Countries pursue different routes of varying form and intensity to mitigate the education impact of factors such as poverty, gender, ethnicity, disability or remoteness. As part of its 2020 edition on inclusion, the GEM Report compiled information on the extent to which education and social financing policies are designed to address disadvantage in education. The profiles were primarily prepared through desk review by the GEM Report team, complemented by commissioned research to add subnational examples for selected countries with complex institutional structures. For all profiles on the website, when they are drafted, countries are invited through their delegation at UNESCO to review and update the information. When this step of the process is complete, it is indicated on the website on the relevant page of the country’s profile with a blue tick.
CONTENT: FINANCING FOR EQUITY
The financing for equity profiles aim to describe the efforts of countries in improving equity and ensuring access to quality education to all by looking at four categories of financing policies:
- Education Financing Mechanism
This type captures resource allocation mechanisms from the central government to the lower tiers based on the school-age population and a unit cost per student programme. Such per capita formulas and budget lines may take into account factors such as poverty and location into account.
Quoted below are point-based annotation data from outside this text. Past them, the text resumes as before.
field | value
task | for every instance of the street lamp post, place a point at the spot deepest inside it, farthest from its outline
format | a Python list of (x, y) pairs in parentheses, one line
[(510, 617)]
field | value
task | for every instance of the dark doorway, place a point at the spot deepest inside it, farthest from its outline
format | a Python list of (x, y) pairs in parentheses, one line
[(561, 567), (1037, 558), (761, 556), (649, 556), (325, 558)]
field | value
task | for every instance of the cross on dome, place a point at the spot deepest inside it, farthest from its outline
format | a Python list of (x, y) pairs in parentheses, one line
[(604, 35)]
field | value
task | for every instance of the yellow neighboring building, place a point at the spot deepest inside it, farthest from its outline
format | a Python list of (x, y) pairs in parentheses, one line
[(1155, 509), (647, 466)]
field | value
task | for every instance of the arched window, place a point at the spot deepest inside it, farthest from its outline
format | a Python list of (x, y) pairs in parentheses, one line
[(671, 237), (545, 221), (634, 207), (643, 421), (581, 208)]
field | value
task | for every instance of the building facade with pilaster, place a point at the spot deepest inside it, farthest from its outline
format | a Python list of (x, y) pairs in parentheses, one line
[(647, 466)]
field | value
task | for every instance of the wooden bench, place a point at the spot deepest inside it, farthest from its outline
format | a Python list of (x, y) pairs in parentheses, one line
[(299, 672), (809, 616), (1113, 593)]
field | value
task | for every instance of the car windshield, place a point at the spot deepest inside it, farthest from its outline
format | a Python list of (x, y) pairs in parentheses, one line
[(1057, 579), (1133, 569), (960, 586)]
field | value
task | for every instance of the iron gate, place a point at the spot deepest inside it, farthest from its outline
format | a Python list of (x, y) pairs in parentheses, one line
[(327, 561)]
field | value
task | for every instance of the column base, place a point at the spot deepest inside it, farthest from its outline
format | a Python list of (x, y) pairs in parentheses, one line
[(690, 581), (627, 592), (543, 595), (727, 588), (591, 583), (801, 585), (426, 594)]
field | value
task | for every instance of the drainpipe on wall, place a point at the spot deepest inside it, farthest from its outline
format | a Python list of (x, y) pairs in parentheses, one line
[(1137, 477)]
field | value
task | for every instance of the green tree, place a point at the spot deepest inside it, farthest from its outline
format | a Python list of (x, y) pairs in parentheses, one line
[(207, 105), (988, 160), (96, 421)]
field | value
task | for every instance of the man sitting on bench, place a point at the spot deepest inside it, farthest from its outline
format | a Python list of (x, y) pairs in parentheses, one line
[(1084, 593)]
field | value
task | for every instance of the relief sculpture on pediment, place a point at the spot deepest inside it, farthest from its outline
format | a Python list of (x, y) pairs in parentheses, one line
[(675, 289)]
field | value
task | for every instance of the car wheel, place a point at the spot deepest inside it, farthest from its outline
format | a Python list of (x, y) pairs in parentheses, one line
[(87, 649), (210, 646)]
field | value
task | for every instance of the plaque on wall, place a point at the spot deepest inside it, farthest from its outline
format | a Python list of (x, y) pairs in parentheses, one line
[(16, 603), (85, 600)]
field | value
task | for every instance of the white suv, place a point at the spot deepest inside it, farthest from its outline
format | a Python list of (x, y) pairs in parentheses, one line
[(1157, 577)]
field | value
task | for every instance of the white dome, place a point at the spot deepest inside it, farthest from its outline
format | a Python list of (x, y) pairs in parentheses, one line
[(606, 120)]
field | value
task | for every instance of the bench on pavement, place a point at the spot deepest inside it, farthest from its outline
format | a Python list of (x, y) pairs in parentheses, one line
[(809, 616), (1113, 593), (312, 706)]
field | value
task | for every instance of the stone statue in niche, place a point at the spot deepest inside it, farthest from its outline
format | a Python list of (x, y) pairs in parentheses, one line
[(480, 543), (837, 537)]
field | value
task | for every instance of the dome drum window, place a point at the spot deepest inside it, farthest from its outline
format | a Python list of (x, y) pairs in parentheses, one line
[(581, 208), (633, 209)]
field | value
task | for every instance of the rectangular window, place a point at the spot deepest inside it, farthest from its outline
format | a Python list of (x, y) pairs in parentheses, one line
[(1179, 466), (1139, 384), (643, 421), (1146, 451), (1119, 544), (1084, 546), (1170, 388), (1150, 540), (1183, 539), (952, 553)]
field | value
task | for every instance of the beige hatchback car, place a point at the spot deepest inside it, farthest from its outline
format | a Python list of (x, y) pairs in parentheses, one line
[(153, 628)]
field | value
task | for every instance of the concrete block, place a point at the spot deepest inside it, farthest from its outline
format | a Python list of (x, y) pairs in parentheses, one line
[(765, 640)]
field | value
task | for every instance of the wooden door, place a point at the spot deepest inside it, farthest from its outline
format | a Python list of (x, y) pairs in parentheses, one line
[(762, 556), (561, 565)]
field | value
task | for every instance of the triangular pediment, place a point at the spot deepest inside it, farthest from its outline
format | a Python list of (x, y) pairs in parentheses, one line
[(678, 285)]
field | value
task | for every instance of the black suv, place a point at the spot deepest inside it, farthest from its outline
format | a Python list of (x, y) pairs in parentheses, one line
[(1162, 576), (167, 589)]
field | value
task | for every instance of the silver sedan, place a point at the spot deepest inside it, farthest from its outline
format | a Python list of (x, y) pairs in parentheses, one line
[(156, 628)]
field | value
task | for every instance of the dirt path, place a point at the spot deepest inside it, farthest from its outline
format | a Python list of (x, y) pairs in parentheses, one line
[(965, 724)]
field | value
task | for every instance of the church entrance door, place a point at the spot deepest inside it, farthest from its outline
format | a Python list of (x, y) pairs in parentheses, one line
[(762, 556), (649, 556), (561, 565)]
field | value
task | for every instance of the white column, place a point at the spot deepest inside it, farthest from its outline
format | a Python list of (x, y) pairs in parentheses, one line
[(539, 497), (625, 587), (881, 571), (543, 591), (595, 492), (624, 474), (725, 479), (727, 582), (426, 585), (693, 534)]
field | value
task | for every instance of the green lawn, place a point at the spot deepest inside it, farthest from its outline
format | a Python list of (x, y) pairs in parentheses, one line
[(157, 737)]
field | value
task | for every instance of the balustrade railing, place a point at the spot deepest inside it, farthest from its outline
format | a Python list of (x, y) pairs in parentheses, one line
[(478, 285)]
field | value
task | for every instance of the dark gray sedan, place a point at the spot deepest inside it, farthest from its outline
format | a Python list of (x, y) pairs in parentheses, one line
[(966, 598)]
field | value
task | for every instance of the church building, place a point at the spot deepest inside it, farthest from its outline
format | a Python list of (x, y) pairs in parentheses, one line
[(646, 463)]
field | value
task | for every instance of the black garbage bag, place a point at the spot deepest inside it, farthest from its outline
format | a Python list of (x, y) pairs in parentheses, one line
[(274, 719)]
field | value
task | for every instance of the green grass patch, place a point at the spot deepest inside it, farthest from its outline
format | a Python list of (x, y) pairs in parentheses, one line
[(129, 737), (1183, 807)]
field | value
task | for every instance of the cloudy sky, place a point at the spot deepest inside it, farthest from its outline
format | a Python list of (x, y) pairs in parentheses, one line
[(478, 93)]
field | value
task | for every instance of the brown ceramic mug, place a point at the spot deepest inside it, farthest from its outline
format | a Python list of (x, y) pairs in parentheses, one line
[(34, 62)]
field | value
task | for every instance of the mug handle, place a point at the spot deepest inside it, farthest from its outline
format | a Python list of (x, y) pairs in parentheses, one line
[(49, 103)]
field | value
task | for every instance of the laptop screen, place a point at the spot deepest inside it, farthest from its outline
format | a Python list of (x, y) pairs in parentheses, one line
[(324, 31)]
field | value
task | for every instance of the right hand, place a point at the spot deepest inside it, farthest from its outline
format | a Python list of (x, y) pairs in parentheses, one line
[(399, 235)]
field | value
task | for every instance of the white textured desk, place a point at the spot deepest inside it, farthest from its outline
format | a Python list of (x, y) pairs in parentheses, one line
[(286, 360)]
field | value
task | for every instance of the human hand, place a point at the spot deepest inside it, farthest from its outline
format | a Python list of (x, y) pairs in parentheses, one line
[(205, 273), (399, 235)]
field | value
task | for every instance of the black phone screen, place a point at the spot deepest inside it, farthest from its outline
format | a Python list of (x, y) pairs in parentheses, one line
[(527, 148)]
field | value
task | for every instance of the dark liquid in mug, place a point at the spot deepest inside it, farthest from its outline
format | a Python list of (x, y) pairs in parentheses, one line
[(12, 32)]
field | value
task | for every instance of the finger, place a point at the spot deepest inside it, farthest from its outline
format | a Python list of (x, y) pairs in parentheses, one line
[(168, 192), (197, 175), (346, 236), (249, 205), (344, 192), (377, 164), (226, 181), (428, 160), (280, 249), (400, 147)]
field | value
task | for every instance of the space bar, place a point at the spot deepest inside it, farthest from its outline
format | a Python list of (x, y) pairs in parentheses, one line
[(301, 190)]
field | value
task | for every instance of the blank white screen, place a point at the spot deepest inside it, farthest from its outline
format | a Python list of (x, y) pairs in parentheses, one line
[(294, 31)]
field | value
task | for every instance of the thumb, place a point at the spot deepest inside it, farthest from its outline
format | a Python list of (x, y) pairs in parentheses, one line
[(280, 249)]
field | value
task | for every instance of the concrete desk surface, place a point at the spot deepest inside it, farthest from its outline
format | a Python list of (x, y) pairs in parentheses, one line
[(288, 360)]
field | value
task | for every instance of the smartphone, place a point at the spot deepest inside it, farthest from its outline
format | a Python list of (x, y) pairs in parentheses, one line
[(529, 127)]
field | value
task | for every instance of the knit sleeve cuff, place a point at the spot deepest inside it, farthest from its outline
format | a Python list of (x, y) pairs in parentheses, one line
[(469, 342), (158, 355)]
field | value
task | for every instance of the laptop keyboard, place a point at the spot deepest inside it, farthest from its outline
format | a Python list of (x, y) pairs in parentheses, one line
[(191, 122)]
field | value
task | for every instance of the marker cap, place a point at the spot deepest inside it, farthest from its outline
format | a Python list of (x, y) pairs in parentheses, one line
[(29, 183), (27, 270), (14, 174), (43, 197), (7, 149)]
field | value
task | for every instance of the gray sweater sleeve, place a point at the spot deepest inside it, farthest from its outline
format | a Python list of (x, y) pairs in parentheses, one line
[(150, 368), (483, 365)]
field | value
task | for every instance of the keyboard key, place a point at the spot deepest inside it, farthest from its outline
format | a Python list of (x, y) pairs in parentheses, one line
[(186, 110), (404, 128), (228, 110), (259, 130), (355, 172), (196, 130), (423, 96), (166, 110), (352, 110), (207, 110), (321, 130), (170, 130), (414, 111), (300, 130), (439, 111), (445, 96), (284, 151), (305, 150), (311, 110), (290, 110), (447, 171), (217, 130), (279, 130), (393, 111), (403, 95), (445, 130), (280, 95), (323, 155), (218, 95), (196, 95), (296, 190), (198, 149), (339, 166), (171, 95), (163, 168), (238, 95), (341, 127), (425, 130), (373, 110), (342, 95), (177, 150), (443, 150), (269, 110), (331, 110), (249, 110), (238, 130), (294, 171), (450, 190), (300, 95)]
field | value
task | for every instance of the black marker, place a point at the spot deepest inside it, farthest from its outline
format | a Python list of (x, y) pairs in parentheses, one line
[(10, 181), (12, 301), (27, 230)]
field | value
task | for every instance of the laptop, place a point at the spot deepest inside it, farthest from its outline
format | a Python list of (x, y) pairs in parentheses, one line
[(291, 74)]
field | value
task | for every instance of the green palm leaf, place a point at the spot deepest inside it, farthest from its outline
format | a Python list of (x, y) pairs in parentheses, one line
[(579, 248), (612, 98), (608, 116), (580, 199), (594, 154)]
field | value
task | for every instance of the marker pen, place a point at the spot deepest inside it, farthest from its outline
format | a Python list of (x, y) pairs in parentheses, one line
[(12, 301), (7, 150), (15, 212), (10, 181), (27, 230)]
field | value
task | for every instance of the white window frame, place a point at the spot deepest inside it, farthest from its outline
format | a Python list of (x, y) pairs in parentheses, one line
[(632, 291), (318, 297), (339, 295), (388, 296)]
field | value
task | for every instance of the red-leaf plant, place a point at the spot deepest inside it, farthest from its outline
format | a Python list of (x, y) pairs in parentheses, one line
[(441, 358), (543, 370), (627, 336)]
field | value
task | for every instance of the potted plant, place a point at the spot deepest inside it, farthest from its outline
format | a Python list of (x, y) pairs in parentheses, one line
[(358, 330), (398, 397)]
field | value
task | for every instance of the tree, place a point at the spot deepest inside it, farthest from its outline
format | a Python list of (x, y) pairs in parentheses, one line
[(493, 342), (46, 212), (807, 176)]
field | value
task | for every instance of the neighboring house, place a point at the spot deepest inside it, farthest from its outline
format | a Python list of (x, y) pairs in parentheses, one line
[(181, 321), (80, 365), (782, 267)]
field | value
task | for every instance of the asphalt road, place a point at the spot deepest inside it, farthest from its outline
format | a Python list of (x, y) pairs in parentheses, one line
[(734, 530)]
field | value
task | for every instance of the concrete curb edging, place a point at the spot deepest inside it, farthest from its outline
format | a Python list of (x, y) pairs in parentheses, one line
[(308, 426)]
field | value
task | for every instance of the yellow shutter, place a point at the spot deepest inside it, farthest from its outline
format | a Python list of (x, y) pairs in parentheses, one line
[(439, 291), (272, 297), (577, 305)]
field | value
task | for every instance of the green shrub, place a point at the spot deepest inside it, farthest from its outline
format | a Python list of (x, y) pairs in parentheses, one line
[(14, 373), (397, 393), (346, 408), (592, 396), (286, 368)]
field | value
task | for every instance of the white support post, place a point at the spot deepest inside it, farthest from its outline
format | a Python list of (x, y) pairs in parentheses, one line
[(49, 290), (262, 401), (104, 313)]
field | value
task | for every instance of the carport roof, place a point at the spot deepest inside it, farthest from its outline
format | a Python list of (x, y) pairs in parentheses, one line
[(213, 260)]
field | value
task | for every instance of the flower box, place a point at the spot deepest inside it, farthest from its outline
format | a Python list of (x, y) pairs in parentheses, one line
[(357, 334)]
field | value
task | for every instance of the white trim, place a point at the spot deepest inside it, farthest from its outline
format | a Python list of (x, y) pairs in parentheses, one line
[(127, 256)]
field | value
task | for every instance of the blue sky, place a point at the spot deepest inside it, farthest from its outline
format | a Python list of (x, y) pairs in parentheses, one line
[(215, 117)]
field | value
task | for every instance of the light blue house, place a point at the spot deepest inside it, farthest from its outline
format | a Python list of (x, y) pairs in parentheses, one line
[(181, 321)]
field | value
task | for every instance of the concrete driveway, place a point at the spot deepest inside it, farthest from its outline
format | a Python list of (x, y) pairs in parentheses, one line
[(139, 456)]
- Education Resources to Schools
This category includes policies or programmes that compensate schools for being in a disadvantaged area and/or have disadvantaged students. They tend to be block grants, in addition to the capitation grants, and may be nation- or region-wide.
- Education Resources to Students and Families
The category refers to education ministry policies and programmes that directly benefit disadvantaged students and their households as the final defined beneficiaries. These may be in the form of cash, exemption from payment or in-kind.
- Social policies and programmes to provide resources to students and their families
The category is about other ministry policies and programmes that directly benefit disadvantaged students and their households. These tend to be social protection programmes, such as conditional cash transfers or child grants with an education component that aim to address poverty occasionally with a gender dimension.